Luís Costa – O Rastreio começa a partir dos 49 anos de idade e vai até aos 70 anos de idade, é feito com mamografia anual ou bianual. Temos a consciência de que vamos precisar de começar a fazer rastreios a partir dos 45 anos de idade, ou mesmo antes se soubermos a quem (estão em curso estudos clínicos para saber a quem fazer rastreios personalizados em idades mais jovens).
Havendo 10% de probabilidade do cancro da mama ser hereditário, o que se deve fazer quando se tem casos na família?
Luís Costa – O médico assistente deve reconhecer os casos que têm indicação para um estudo genético e em consequência orientar para uma consulta de genética.
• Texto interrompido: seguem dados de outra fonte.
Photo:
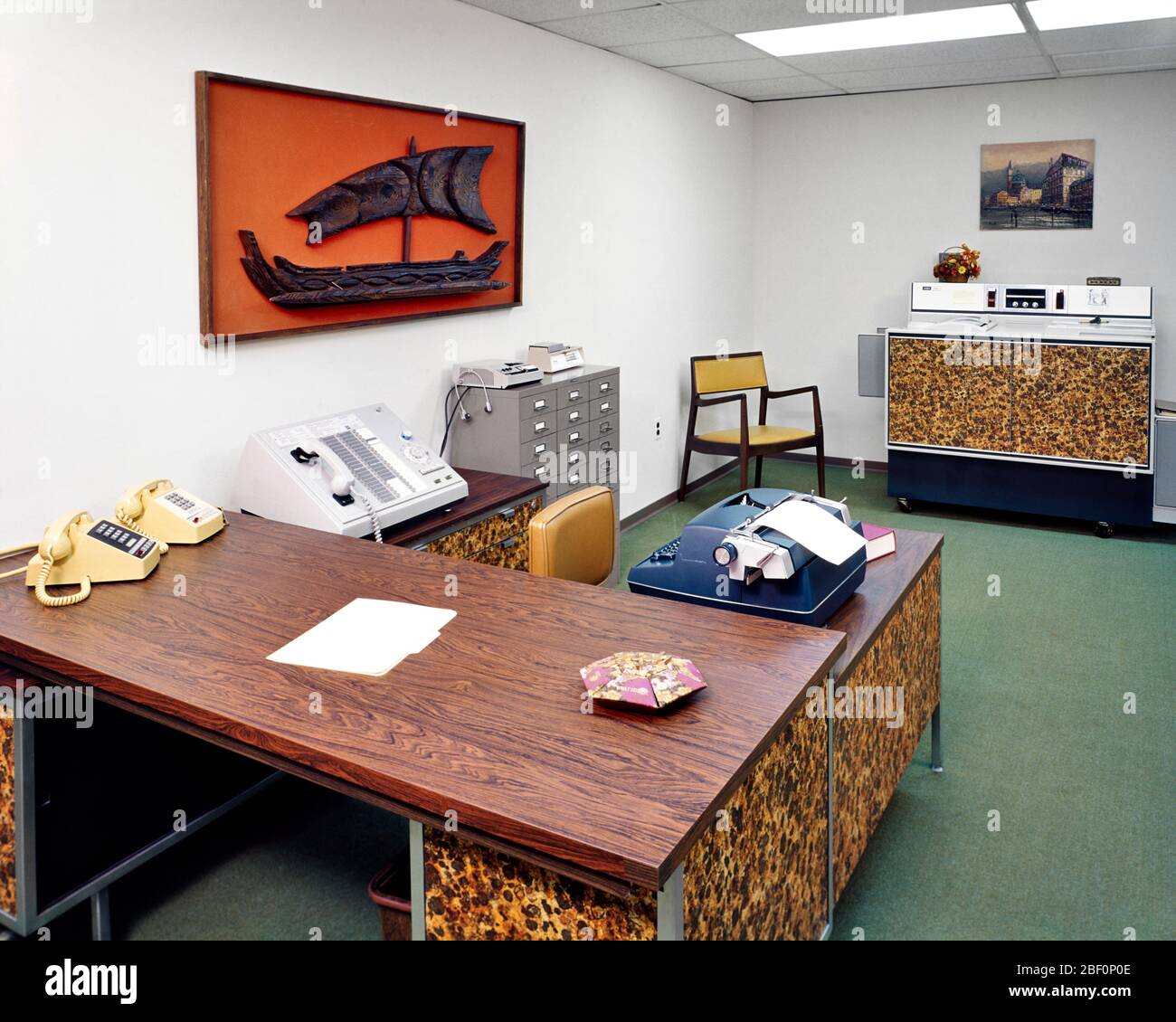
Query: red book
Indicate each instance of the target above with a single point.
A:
(878, 541)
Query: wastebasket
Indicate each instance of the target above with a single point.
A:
(392, 892)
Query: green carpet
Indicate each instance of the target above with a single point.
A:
(1034, 685)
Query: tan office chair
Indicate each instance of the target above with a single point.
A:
(712, 374)
(575, 536)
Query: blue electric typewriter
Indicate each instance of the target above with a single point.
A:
(724, 559)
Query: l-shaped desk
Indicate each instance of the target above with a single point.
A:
(528, 818)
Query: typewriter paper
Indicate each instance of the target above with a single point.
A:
(814, 528)
(365, 637)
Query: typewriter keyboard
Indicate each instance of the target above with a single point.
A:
(666, 553)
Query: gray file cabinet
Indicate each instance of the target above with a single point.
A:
(564, 431)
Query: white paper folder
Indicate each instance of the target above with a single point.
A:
(814, 528)
(365, 637)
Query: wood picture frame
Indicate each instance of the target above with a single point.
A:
(251, 166)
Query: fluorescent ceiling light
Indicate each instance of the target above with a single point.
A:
(1050, 14)
(889, 30)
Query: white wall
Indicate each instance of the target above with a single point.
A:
(906, 166)
(100, 234)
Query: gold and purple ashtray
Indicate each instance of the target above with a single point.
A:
(641, 680)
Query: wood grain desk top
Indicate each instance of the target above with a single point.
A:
(486, 721)
(487, 490)
(887, 580)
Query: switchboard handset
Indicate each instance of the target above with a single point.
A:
(342, 485)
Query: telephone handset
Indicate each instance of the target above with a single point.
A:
(159, 509)
(78, 551)
(339, 478)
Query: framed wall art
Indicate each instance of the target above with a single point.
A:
(320, 210)
(1038, 185)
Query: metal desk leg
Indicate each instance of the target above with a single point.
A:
(670, 923)
(416, 876)
(100, 914)
(936, 744)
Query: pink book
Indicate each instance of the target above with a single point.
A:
(878, 541)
Muitas doentes com história familiar de cancro da mama não são devidamente orientadas para estes estudos genéticos que podem ser decisivos para a prevenção/deteção e até tratamento de novos cancros.
Por outro lado, precisamos de mais investigação científica para justificar os casos de cancro da mama em doentes com história familiar marcada, mas sem que consigamos identificar uma mutação patogénica que justifique o risco para cancro.

Rita Sousa, Médica Oncologista na Unidade Local de Saúde SANTA MARIA (Hospital de Santa Maria)
Hoje em dia, contrariamente ao que já aconteceu, é mais fácil conseguirmos vencer esta doença?
Rita Sousa – Sem dúvida. Temos disponíveis exames complementares de diagnóstico mais eficazes que permitem um diagnóstico mais precoce, quando há maior potencial de cura. A investigação na área do tratamento também tem evoluído bastante permitindo tanto um maior controlo da doença, quando em estádio mais avançado, como uma maior taxa de cura, quando o diagnóstico é precoce.
Quais os tratamentos existentes? São estes mais eficazes?
Rita Sousa – A inovação na área de oncologia e especificamente na área de cancro de mama é constante. Atualmente de acordo com o subtipo de cancro da mama, temos várias opções disponíveis, cada vez mais eficazes que permitem um melhor controlo da doença e aumentar a taxa de cura. Os tratamentos são cada vez específicos para alguma característica do tumor, o que permite também identificar que tumores respondem melhor a determinada terapêutica.
Podemos, realmente, afirmar que um “cancro está curado”?
Rita Sousa – Do ponto de vista biológico, os vários subtipos de cancro de mama têm comportamentos bastante distintos. Por exemplo, o cancro da mama triplo negativo, conhecido por ser um subtipo mais agressivo e com pior prognóstico, também é aquele em que habitualmente as recidivas ocorrem mais frequentemente nos primeiros 2-3 anos. Assim, ao final de 5 anos é raro haver recidivas. Se calhar é aquele tipo de tumor de cancro de mama em que temos maior facilidade em assumir uma cura. Nos subtipos luminais, tumores hormono-dependentes, as recidivas podem ocorrer ao final de vários anos, apesar da probabilidade ir reduzindo.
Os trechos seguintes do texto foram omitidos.